You might be surprised to know that sugary foods are not the sole cavity-causing culprit many people think it is. All carbohydrates—not just sugar—can contribute. That includes the carbohydrates in pasta, rice, fruit and milk, as well as in sweets such as cakes, cookies and candy.
To help improve your daughter's dental health, it's good to know a bit about how a cavity can start to form.
When bacteria in plaque (a sticky, invisible film that clings to tooth surfaces and edges of gums) mixes with the carbohydrates (sugars and starches) in foods, acid is formed. The acid washes over teeth and can attack tooth enamel for 20 minutes or more, which can lead to cavities.
The more often you eat carbohydrate-containing foods (for example, by snacking frequently), the more often acid washes over your teeth. Although sticky foods such as taffy or raisins are often blamed for causing cavities, foods such as bread or chips that get caught in teeth actually may be more harmful.
Whether or not you get cavities also depends on other factors such as genetics and the flow and composition of saliva. Also important are healthy habits such as getting regular dental check ups, brushing at least twice a day with a fluoride toothpaste, flossing once a day to remove plaque and food particles from between teeth and under the gum line, and eating a balanced diet.

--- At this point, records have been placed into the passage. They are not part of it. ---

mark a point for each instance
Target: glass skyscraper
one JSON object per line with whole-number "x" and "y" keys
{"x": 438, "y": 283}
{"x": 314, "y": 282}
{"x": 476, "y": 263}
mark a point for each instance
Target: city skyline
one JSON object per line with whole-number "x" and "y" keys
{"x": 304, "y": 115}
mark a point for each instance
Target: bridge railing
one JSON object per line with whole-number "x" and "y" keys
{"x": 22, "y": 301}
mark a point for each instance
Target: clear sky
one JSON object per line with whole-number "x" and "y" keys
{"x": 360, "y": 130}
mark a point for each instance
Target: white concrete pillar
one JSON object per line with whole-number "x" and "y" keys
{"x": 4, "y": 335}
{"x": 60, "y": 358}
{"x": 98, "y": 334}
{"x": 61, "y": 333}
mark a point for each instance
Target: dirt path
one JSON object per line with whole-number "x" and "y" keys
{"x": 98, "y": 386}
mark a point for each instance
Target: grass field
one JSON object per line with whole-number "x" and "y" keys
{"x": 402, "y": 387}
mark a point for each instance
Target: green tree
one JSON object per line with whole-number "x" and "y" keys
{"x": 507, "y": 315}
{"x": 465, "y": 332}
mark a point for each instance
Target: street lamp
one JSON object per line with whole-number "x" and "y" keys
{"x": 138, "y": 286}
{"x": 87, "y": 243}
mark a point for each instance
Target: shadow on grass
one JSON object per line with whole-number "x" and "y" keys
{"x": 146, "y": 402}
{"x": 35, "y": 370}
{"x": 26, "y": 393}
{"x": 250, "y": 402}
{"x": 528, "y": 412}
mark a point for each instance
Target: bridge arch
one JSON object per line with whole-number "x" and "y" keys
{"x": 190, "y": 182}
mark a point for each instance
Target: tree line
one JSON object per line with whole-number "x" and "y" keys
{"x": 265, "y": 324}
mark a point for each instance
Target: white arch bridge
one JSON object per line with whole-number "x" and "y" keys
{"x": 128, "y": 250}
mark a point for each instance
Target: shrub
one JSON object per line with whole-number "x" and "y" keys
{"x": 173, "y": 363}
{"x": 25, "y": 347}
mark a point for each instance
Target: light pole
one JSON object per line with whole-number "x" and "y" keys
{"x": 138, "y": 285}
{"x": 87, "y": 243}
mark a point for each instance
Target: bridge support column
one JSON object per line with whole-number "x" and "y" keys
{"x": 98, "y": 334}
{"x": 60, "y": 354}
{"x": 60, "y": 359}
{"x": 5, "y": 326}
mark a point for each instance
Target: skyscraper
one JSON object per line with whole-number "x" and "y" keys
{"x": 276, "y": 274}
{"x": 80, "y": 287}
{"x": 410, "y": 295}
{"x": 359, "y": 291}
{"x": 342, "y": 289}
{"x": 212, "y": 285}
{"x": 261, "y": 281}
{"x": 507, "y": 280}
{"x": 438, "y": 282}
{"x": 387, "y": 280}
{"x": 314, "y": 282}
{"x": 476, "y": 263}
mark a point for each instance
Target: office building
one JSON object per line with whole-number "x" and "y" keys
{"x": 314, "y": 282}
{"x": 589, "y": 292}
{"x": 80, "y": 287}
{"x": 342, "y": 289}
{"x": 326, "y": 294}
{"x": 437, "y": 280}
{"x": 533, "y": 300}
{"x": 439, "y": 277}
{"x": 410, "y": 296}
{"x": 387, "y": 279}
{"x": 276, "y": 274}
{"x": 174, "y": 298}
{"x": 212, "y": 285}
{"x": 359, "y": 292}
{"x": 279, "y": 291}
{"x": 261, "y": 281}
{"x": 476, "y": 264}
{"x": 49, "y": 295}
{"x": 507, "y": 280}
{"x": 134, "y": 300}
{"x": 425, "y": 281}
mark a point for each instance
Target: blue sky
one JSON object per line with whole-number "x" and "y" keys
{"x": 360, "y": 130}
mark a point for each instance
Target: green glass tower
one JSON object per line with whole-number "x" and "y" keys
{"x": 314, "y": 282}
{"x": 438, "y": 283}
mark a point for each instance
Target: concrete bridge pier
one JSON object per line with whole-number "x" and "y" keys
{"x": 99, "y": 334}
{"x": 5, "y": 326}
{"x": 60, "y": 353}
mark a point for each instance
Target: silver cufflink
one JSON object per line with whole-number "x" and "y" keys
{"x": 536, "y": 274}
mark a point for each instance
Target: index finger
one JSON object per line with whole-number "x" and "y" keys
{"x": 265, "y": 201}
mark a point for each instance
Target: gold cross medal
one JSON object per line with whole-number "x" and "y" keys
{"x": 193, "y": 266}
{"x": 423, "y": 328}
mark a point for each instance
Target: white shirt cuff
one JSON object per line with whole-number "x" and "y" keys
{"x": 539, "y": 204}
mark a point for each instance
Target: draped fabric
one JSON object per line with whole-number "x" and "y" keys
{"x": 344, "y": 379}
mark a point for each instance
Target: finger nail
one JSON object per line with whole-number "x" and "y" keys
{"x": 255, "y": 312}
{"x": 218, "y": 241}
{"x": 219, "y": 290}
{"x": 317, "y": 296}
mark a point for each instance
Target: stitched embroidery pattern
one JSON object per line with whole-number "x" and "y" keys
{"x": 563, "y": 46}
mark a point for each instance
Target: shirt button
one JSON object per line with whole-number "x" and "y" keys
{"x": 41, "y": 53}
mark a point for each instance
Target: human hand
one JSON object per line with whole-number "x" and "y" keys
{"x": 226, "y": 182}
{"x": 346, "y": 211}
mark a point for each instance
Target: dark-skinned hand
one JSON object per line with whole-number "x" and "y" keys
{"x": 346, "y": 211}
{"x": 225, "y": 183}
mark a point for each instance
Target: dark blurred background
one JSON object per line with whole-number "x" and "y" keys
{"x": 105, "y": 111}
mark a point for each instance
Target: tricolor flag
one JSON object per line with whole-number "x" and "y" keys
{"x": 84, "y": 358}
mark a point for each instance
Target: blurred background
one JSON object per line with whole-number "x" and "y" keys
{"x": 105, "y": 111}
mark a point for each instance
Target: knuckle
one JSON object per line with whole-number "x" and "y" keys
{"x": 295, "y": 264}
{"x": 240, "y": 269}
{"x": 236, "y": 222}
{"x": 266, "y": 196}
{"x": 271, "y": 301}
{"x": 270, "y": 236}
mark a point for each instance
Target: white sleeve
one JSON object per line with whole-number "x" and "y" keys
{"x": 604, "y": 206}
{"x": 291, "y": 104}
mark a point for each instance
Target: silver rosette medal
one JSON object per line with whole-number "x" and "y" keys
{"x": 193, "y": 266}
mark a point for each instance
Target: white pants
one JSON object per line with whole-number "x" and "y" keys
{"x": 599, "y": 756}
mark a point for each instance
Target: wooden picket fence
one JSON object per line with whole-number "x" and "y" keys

Here are some more tips to help your daughter (and the whole family) sport a healthy smile:
Stick with one between-meal snack, rather than nibbling throughout the day. The more frequently you snack, the more times teeth are exposed to acid.
Choose snacks such as cheese or apple slices spread with peanut butter more often than snacks that tend to get caught in teeth such as chips, cracker, pretzels and granola bars.
Whenever possible, brush your teeth right after eating to help remove plaque and harmful acids. If you can't brush, rinse your mouth with water to help wash away food particles from teeth.